Open elevien opened 3 years ago

elevien commented 3 years ago

It is sometimes useful (at least in my own work) to make posterior predictions of the derivative of a process or to make predictions of a process based on observations of the derivatives (see e.g. Rasmussen and Williams 9.4 or this paper). For these purposes, it would be nice to have some interface for associating partial derivatives with respect to kernel arguments (not parameters) with a kernel and applying transformations to a kernel and its derivatives. I'm imagining some sort of DifferentiableKernel type, but no idea if this is the best way to go about it. Any thoughts on how to approach this and do people think it is of wide enough interest to be implemented here?

Thanks in advance! I've enjoyed KernelFunctions so far, and look forward to watching it develop.

theogf commented 3 years ago

Hi @elevien, computing the partial derivatives should be possible out of the box and this is something we are already testing in CI. Implementing an automatic system would definitely be interesting and would involve transforming a normal kernel into a (potentially) multi-output one (I think). The easiest thing to do would be to define a new MOKernel and just define k(x,y) but I am not a multi-output kernel expert. Maybe @willtebbutt has a different idea?

willtebbutt commented 3 years ago

This is one of those things that I suspect we might be better off implementing directly in Stheno, rather than as a kernel in kernel functions, because there are quite a few permutations of things that you might want to express. In particular you might want to predict the function and / or the derivatives, and you might condition on the function and / or the derivatives -- if we were to do this in KernelFunctions, I suspect that we would wind up needing quite a number of kernels to support the various permutations. Conversely, implementing this in Stheno would just involve a single additional linear transform, and we would get all of the permutations for free.

I made a very hacky start here (it was restricted to the Exponentiated Quadratic kernel -- we'd probably want something more general), and would be happy to discuss further -- I started this before we really got our story straight for multi-output processes so was only able to express single-input problems -- but we should be able to handle multi-input problems fairly straightforwardly now . We'd need to think a bit more about how it would play with AD / how much we want to hand-code etc.

elevien commented 3 years ago

Hi @theogf, thank you for the quick reply!

Hi @elevien, computing the partial derivatives should be possible out of the box and this is something we are already testing in CI.

Could you elaborate on this? To be concrete, say I start with a squared exponential kernel k(x,y). If I want to make a prediction of the derivative of a process using GP priors, I'll need to evaluate k_x(x,y) = -2*e^(-(x-y)^2)*(x-y) (the partial derivative with respect to the first argument). Now if I compose k(x,y) with some function g, I want k_x(x,y) to be transformed in a way that is consistent with the chain rule. I understand I can use AD directly to get the transformed k_x(x,y) after composition with g, however, as a matter of principle and efficiency, I like having these simple known derivatives hard-coded. Maybe this is misguided? (also when using AD I had some issues evaluating at x=y, but that's off-topic.)

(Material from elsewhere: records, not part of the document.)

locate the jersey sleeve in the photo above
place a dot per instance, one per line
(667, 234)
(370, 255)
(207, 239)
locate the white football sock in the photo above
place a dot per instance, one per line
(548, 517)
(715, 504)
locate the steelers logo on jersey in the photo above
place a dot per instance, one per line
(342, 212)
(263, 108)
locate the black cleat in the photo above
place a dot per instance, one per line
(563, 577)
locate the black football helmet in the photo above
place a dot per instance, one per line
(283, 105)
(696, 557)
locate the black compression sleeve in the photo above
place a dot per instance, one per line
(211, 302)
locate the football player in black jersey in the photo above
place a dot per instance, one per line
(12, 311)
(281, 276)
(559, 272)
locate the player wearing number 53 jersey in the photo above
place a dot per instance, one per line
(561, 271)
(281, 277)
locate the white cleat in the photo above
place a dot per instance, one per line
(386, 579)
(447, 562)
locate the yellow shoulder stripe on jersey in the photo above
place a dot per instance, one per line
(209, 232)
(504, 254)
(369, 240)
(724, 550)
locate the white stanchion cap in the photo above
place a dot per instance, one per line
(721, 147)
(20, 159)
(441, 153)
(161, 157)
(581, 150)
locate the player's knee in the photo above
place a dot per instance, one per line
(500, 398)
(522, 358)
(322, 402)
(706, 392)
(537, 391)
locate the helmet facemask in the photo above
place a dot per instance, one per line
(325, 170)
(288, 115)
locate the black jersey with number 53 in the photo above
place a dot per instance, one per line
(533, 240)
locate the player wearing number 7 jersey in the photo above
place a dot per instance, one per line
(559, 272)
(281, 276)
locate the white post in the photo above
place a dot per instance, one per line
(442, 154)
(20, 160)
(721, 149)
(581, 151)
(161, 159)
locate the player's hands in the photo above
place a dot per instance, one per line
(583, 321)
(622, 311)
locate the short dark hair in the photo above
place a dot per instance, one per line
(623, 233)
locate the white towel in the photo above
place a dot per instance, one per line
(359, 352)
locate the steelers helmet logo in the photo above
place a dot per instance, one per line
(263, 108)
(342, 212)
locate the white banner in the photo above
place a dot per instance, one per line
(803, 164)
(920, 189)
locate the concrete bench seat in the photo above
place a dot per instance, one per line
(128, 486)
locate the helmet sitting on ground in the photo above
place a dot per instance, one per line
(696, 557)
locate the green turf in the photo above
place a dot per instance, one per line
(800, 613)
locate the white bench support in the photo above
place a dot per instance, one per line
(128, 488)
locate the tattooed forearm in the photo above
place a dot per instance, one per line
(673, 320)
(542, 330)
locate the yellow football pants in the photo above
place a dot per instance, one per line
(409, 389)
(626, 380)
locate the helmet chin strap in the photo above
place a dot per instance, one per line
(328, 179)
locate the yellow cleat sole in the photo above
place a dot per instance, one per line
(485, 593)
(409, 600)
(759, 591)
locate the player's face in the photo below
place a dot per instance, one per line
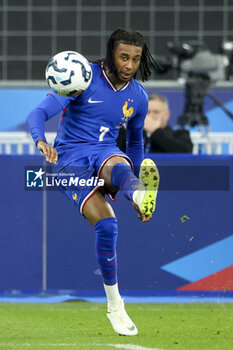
(127, 60)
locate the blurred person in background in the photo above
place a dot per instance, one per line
(159, 137)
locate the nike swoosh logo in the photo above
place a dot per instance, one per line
(92, 101)
(111, 258)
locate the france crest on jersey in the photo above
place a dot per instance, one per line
(97, 114)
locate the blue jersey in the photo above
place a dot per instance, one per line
(94, 116)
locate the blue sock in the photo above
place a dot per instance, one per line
(106, 238)
(124, 179)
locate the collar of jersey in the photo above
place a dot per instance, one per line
(110, 83)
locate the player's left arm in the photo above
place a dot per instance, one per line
(135, 143)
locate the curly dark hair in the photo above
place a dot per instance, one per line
(130, 37)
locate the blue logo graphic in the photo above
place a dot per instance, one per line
(35, 178)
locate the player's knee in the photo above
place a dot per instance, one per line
(107, 228)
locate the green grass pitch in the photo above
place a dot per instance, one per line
(84, 326)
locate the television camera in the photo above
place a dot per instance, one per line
(199, 68)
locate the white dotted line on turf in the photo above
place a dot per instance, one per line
(118, 346)
(131, 347)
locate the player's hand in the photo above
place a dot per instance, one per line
(141, 216)
(48, 151)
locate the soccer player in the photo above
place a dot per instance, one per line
(86, 140)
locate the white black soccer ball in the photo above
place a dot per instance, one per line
(68, 73)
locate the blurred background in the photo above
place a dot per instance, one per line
(42, 237)
(34, 30)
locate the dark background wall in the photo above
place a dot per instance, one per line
(31, 31)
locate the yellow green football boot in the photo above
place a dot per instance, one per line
(145, 196)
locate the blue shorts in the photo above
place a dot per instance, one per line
(85, 162)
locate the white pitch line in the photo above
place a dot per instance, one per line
(118, 346)
(131, 347)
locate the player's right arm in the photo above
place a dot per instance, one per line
(48, 108)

The easiest thing to do would be to define a new MOKernel and just define k(x,y) but I am not a multi-output kernel expert. Maybe @willtebbutt has a different idea?

Haven't checked out MOKernel at all, but I see how that could be useful. Is it an issue that the partial derivatives are not always kernels themselves?

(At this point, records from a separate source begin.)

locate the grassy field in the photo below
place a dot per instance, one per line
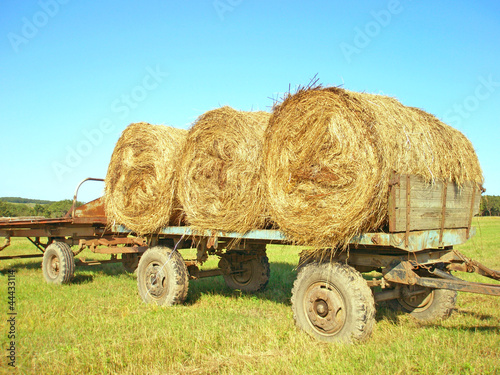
(98, 324)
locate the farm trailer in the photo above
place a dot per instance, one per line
(331, 300)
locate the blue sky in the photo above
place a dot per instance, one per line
(73, 75)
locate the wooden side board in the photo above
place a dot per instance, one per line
(418, 205)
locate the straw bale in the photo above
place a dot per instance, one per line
(219, 179)
(329, 154)
(140, 187)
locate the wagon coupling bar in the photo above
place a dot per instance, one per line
(73, 206)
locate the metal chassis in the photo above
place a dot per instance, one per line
(422, 258)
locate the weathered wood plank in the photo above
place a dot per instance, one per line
(426, 205)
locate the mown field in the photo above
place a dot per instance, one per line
(98, 324)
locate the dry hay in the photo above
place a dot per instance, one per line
(140, 187)
(219, 179)
(329, 154)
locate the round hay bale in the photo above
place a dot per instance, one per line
(329, 155)
(219, 172)
(140, 186)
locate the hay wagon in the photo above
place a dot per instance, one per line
(408, 264)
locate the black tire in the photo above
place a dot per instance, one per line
(333, 303)
(58, 263)
(254, 276)
(162, 277)
(130, 262)
(433, 305)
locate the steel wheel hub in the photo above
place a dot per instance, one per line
(325, 308)
(54, 266)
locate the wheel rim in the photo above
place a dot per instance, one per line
(156, 280)
(325, 308)
(245, 276)
(53, 267)
(418, 302)
(130, 261)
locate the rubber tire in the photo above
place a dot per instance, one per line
(130, 262)
(61, 253)
(352, 289)
(258, 279)
(173, 275)
(440, 307)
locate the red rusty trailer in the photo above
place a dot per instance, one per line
(331, 300)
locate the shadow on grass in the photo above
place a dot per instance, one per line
(81, 271)
(279, 288)
(384, 312)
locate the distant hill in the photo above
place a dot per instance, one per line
(24, 200)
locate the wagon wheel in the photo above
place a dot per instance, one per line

EDIT: looking at @willtebbutt's code I'm starting to see how this can be done, although I'm not really familiar with Stheno. I'll digest this and let you know if I have any questions. Thanks!

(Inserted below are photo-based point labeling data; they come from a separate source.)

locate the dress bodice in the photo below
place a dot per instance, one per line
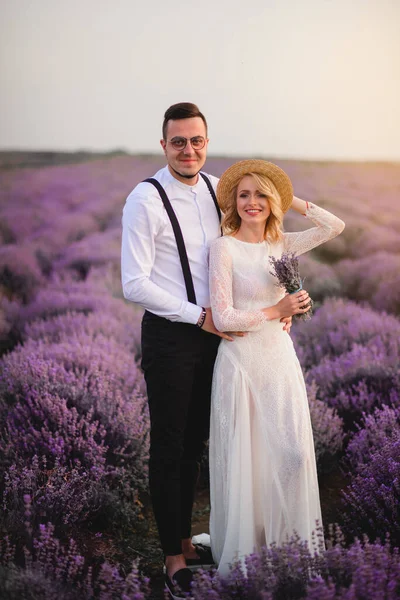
(241, 283)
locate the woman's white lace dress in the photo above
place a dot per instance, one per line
(263, 478)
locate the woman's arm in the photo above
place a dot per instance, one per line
(228, 318)
(225, 316)
(327, 227)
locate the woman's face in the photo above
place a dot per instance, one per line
(252, 204)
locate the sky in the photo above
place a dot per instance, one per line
(305, 79)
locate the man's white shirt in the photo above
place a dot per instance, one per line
(150, 266)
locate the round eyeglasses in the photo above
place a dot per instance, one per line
(179, 143)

theogf commented 3 years ago

Also @niklasschmitz did some work with this, maybe he already has an implementation

elevien commented 3 years ago

Wanted to follow up on this. I've been looking at Stheno.jl (really enjoying it so far!) and will post questions about the derivative implementations over there. But for the moment, if I'm simply looking to take the derivative of a 1D Gaussian process, can I just hard code my kernels and their derivatives into a custom MOKernel, throw these into a gppp, and explicitly implement transformations to ensure the chain rule is satisfied?

willtebbutt commented 3 years ago

But for the moment, if I'm simply looking to take the derivative of a 1D Gaussian process, can I just hard code my kernels and their derivatives into a custom MOKernel, throw these into a gppp, and explicitly implement transformations to ensure the chain rule is satisfied?

You could do this. If you're going to go with the kernel-based approach, I wouldn't bother with Stheno.jl though. If you're just doing a 1D GP, then the PR I linked above should provide a pretty reasonable guide to implementing this inside Stheno.jl , albeit with old types. (You'd want to rename GP -> AbstractGP, EQ -> SEKernel etc).